Testing the Coulomb/Accessible Surface Area solvent model for protein stability, ligand binding, and protein design
Laboratoire de Biochimie (UMR CNRS 7654), Department of Biology, Ecole Polytechnique, 91128, Palaiseau, France
BMC Bioinformatics 2008, 9:148 doi:10.1186/1471-2105-9-148Published: 13 March 2008
Protein structure prediction and computational protein design require efficient yet sufficiently accurate descriptions of aqueous solvent. We continue to evaluate the performance of the Coulomb/Accessible Surface Area (CASA) implicit solvent model, in combination with the Charmm19 molecular mechanics force field. We test a set of model parameters optimized earlier, and we also carry out a new optimization in this work, using as a target a set of experimental stability changes for single point mutations of various proteins and peptides. The optimization procedure is general, and could be used with other force fields. The computation of stability changes requires a model for the unfolded state of the protein. In our approach, this state is represented by tripeptide structures of the sequence Ala-X-Ala for each amino acid type X. We followed an iterative optimization scheme which, at each cycle, optimizes the solvation parameters and a set of tripeptide structures for the unfolded state. This protocol uses a set of 140 experimental stability mutations and a large set of tripeptide conformations to find the best tripeptide structures and solvation parameters.

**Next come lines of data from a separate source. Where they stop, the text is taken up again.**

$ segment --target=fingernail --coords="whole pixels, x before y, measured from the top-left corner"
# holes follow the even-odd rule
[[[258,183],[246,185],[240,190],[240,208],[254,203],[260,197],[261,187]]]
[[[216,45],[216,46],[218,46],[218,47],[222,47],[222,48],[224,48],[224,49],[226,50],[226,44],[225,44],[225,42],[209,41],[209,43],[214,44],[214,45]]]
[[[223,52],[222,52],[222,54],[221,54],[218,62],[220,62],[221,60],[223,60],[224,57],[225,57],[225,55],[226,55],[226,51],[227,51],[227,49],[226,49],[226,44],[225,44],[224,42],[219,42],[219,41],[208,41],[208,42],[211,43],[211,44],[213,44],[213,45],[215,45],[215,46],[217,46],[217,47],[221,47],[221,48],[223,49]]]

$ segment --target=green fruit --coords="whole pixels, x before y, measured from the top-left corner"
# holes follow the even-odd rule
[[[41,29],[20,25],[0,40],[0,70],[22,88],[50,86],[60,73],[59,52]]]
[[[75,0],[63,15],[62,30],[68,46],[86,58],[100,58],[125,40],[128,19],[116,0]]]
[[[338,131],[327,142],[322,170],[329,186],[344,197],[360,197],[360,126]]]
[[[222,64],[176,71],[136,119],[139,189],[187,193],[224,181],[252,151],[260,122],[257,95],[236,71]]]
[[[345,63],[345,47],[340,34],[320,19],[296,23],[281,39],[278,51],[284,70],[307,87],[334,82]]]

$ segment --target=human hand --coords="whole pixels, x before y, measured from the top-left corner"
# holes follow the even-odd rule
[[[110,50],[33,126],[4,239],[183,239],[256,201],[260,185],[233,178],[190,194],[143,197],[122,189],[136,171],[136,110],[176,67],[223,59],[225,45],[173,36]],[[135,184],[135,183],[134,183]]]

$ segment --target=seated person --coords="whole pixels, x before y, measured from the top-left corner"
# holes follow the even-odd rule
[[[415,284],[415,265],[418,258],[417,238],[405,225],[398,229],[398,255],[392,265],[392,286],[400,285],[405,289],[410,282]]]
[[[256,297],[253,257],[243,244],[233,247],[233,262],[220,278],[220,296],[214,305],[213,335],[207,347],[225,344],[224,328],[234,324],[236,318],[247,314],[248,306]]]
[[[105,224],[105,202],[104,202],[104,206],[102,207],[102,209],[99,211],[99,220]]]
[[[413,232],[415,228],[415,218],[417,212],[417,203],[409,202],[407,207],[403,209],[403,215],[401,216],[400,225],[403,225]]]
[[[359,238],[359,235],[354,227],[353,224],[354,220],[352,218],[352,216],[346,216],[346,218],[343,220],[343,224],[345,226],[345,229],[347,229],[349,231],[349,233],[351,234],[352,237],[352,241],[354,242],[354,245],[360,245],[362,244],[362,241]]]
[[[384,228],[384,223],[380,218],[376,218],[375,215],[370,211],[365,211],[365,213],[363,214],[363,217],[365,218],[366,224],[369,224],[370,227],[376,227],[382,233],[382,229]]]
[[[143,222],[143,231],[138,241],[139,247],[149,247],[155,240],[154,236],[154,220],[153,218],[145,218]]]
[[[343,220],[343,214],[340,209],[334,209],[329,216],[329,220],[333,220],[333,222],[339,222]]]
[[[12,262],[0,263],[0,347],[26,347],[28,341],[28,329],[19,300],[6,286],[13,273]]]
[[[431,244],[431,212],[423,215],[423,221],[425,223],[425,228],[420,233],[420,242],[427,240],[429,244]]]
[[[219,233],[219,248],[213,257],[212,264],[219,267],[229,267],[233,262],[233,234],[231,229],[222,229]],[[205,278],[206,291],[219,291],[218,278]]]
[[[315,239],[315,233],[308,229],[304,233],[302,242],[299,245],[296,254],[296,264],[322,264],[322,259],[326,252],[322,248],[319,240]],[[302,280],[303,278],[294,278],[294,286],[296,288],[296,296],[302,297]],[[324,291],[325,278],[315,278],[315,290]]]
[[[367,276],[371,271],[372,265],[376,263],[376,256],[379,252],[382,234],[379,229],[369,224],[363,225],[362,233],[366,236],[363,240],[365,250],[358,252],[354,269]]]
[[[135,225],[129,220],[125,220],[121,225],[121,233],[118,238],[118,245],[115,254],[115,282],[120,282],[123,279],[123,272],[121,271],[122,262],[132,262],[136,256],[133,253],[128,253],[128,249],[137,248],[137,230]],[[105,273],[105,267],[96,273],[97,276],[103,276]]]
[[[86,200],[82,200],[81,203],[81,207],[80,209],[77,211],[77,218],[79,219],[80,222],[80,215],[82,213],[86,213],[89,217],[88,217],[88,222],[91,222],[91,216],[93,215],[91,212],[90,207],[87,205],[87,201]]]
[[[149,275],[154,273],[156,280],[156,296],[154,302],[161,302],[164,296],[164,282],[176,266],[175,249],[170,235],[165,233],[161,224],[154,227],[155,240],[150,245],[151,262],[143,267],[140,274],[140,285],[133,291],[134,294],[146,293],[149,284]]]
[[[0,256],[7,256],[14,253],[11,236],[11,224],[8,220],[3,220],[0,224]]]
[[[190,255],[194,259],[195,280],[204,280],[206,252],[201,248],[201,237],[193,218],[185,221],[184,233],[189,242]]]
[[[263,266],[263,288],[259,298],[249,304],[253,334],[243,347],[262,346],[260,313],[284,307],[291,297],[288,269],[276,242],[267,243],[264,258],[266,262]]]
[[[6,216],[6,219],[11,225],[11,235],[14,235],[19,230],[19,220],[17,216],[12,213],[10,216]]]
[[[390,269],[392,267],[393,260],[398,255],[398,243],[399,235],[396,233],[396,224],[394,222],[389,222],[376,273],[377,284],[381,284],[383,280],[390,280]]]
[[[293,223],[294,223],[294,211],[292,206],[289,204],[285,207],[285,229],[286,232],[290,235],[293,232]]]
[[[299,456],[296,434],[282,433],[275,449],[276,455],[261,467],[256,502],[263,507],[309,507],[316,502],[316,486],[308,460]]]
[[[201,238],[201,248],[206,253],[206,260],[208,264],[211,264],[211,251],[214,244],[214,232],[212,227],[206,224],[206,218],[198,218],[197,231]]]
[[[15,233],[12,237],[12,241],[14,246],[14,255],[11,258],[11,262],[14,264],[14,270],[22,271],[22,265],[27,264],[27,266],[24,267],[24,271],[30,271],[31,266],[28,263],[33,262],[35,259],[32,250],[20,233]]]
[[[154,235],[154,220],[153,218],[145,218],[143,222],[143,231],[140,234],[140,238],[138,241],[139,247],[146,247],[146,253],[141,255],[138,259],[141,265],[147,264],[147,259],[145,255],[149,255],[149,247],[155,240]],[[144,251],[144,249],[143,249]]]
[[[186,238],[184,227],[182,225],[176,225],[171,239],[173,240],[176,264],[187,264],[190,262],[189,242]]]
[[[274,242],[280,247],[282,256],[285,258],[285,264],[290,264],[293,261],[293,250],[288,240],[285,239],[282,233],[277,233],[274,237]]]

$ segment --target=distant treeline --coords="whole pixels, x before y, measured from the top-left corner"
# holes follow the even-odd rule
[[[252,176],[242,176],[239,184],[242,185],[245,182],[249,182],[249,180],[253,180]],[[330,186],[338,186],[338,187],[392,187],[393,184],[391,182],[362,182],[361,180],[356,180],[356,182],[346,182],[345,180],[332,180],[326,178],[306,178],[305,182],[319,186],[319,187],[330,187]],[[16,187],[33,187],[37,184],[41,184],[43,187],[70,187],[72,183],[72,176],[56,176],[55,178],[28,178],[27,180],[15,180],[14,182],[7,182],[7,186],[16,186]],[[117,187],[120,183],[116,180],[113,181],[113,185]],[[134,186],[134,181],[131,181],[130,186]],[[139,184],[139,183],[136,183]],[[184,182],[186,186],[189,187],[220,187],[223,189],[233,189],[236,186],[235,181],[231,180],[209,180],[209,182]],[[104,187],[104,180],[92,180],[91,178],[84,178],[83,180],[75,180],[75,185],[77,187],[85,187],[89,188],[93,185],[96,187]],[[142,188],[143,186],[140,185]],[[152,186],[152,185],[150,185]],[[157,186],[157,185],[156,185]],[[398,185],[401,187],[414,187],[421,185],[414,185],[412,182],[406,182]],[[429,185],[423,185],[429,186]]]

Using the optimized parameters, we obtain a mean unsigned error of 2.28 kcal/mol for the stability mutations. The performance of the CASA model is assessed by two further applications: (i) calculation of protein-ligand binding affinities and (ii) computational protein design. For these two applications, the previous parameters and the ones optimized here give a similar performance. For ligand binding, we obtain reasonable agreement with a set of 55 experimental mutation data, with a mean unsigned error of 1.76 kcal/mol with the new parameters and 1.47 kcal/mol with the earlier ones. We show that the optimized CASA model is not inferior to the Generalized Born/Surface Area (GB/SA) model for the prediction of these binding affinities. Likewise, the new parameters perform well for the design of 8 SH3 domain proteins where an average of 32.8% sequence identity relative to the native sequences was achieved. Further, it was shown that the computed sequences have the character of naturally-occuring homologues of the native sequences.
Overall, the two CASA variants explored here perform very well for a wide variety of applications. Both variants provide an efficient solvent treatment for the computational engineering of ligands and proteins.